# 100-400 II - first shots



## TommyLee (Dec 12, 2014)

just picked up 100-400 II
no micro adjust... sun was fading fast...and a windstorm developing... walked out to Burnside PortlandOregon

a few shots... before I had to be somewhere else...

also tried the tamron sp pro 1.4x tc...
noticed a slightly slower focus speed...


overall the lens is rugged, compact.....sits next to 24-105 f4...well...

that is about what I wanted... 
it is NOT an f2.8 70-200 zoom ...about 2 stops gone there.....
and I have no idea how well it does compared to 70-200 @ 400 with canon 2x TC......
mine was pretty good ...focus lagged a bit...

but this is smaller....which is where I have moved this cycle..
still have 14 II, sig 35, 85 f1.2 and macro for all thos specialized shots...

but this lens ..with the 24-105, and close focus, takes the 500 diopter, my polarizer so it could travel ...well....

lots of shooting to do...
this is first hour..
and you will surely see lots of great shots from others ...

I passed on the 100-400 pump... but this one seems right for me..

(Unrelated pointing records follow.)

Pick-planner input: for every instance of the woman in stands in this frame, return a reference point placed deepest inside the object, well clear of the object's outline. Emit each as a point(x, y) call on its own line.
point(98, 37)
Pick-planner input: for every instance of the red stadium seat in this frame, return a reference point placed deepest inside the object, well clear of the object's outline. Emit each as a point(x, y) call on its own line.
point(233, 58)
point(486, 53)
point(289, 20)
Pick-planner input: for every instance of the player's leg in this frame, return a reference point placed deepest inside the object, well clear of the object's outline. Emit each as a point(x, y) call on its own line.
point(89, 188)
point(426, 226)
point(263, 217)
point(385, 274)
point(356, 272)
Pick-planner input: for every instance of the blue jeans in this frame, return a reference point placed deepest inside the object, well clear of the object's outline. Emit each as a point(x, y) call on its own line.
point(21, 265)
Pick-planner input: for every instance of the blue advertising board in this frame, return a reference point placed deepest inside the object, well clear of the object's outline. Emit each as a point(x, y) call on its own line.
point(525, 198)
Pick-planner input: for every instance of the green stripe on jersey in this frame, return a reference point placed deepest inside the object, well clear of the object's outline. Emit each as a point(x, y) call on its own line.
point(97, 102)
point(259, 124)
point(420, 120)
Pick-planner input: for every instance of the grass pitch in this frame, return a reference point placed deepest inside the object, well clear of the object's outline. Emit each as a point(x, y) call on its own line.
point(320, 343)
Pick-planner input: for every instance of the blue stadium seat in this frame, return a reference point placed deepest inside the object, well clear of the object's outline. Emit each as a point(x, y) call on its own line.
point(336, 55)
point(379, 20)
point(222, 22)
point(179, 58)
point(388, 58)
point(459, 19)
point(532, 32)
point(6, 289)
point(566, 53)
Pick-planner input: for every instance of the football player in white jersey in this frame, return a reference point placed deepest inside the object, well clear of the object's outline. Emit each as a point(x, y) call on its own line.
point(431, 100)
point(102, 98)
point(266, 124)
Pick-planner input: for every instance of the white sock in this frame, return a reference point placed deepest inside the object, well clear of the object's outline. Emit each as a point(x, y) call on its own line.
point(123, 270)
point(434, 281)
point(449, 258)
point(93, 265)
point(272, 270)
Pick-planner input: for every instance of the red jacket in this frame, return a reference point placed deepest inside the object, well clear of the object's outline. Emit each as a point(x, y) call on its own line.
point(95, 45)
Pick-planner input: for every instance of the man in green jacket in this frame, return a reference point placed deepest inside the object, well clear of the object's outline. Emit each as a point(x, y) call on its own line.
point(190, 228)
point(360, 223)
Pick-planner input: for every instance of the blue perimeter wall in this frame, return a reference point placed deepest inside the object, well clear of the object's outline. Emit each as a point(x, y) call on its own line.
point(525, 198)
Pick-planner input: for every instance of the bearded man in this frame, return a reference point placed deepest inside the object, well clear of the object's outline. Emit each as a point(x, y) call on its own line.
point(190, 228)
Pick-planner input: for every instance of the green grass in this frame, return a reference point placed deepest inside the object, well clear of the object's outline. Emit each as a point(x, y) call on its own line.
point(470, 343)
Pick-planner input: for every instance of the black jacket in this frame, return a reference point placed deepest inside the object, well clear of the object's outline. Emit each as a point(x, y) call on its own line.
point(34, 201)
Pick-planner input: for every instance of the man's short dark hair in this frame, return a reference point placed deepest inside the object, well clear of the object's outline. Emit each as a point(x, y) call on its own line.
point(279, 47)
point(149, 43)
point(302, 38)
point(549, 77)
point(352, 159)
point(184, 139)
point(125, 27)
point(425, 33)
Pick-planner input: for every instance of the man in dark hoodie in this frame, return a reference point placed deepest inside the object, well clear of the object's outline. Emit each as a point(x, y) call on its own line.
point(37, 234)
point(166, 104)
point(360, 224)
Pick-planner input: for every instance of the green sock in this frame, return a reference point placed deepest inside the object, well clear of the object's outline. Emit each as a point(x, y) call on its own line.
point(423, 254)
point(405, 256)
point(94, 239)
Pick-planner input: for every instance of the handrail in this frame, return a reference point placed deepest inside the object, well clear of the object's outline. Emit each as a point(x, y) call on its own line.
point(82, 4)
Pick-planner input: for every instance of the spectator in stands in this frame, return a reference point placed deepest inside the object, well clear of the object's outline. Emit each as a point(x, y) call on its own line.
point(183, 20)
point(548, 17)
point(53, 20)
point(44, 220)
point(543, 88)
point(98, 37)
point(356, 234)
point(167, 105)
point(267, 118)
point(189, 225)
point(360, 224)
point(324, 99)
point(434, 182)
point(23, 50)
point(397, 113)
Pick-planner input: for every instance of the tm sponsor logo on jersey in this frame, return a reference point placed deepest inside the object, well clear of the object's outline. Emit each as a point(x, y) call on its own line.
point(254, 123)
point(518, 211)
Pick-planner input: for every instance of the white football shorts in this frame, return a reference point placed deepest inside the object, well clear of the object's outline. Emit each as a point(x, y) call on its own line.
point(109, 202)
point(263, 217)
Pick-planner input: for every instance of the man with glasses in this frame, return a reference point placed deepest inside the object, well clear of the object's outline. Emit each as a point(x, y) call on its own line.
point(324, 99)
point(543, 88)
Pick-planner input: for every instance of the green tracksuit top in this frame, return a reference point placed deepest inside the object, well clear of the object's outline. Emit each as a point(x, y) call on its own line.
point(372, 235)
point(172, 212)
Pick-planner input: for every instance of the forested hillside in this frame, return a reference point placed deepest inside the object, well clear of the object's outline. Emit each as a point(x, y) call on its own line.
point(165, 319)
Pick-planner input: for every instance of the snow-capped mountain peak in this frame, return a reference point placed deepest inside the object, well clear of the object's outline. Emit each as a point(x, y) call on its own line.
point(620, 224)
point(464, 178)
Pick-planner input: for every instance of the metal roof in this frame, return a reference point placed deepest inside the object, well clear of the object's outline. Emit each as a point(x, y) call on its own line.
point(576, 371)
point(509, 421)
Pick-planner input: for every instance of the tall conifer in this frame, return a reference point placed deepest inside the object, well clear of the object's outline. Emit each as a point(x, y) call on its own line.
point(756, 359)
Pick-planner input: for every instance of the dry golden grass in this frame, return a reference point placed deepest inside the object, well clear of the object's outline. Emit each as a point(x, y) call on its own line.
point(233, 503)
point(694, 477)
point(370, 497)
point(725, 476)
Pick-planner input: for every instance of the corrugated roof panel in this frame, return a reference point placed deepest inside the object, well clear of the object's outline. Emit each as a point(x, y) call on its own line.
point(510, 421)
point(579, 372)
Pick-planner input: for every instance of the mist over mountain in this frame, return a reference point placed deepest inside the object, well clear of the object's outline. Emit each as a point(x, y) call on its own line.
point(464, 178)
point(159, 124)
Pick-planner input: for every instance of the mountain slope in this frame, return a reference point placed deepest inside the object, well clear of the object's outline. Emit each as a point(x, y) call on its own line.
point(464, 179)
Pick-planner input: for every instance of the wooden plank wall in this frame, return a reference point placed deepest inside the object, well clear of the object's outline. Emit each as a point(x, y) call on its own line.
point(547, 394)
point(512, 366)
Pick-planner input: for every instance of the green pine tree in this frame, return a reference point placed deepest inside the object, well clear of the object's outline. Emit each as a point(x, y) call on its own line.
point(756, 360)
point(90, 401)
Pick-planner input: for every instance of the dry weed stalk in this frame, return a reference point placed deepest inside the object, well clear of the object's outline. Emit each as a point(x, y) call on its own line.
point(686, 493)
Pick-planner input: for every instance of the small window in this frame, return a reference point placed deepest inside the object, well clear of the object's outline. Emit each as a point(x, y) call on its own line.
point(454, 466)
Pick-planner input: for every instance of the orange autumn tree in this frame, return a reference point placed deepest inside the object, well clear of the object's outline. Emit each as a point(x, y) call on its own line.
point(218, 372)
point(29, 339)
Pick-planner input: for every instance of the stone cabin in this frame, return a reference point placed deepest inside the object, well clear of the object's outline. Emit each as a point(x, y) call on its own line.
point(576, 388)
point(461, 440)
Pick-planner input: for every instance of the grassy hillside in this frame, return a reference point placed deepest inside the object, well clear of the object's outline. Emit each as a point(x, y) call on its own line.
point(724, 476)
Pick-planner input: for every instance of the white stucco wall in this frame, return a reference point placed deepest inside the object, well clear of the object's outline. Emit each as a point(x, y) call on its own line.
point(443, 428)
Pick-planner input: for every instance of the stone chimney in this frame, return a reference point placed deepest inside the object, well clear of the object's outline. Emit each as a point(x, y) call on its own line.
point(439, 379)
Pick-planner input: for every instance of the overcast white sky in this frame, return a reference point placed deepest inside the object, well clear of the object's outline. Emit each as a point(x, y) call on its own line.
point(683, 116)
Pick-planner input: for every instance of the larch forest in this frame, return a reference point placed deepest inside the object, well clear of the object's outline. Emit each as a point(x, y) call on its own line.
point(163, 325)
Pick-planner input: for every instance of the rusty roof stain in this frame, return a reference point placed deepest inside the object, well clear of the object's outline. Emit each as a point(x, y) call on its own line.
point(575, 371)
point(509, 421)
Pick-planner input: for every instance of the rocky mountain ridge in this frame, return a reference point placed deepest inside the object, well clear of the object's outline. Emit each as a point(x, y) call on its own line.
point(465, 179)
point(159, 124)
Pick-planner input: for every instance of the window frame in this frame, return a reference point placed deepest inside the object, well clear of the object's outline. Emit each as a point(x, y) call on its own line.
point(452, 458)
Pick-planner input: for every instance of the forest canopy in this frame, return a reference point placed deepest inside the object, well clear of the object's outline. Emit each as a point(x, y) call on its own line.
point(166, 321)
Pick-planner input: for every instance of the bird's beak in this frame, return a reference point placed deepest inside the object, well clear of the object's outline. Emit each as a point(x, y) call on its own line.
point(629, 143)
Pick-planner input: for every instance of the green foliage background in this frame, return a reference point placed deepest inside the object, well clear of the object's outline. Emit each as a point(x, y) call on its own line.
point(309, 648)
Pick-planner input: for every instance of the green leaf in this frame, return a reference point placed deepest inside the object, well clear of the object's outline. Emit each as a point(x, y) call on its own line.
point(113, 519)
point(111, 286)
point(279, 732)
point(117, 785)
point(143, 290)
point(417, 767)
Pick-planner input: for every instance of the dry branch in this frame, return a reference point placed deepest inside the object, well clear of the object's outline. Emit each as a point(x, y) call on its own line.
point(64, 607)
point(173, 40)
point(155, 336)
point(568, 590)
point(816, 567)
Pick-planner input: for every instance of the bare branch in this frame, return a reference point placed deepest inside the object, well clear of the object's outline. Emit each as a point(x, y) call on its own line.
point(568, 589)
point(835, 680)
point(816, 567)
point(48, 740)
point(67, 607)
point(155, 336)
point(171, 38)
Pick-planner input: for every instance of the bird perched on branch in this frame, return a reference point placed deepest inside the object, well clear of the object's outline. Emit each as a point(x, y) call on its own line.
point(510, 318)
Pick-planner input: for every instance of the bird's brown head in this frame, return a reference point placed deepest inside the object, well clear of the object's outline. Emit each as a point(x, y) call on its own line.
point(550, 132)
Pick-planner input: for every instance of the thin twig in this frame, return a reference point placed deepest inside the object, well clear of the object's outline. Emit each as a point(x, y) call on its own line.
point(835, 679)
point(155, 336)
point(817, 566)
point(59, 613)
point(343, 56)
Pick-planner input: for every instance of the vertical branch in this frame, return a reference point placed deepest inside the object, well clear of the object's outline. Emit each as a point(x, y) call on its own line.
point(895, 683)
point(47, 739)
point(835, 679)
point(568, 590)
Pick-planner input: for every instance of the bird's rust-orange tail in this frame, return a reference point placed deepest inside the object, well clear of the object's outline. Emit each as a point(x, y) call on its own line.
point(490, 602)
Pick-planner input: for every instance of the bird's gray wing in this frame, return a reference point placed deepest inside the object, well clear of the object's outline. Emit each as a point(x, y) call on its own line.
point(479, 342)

by the way....the packing job on the lens is amazing...
good grief..... this is so carefully thought thru....
they could have a teevee show/contest...for people to try to repack it just like it came....
no one would win

yes...I did get turned around with zoom up front... but getting adjusted now....
...
some award winning shots to follow..
last two are tamron sp pro TC... 560mm

again no micro adjust...5d3


thanks CanonRumors for a great group to read/learn from...and an easy place to exchange ideas...


----------



## Harv (Dec 12, 2014)

Congrats. It looks pretty good from here. Seems to take the TC well. Keep them coming.

Hoping mine arrives next week


----------



## JorritJ (Dec 12, 2014)

Nice test shots.

Does yours click pretty loudly when the IS is engaged or disengaged? Mine does.


----------



## TommyLee (Dec 12, 2014)

yes
i hear it click in ...
more than 70-200 II for example...

I assume that is what I hear..

I still have lots of testing/using to do...
looks like portland will have some sun saturday...


----------



## TAW (Dec 12, 2014)

Nice! I live just south of Portland and I have to laugh at the comment "and a windstorm developing". Oh my, my backyard is a shambles and my kids soccer scrimmage was cancelled because the goals were blowing over! My son and a few others stayed and practiced anyway and soon just started corner kicks from one side because with the wind, they could Bend it like Beckham ;D

The shots look great - I can hardly wait for mine to arrive...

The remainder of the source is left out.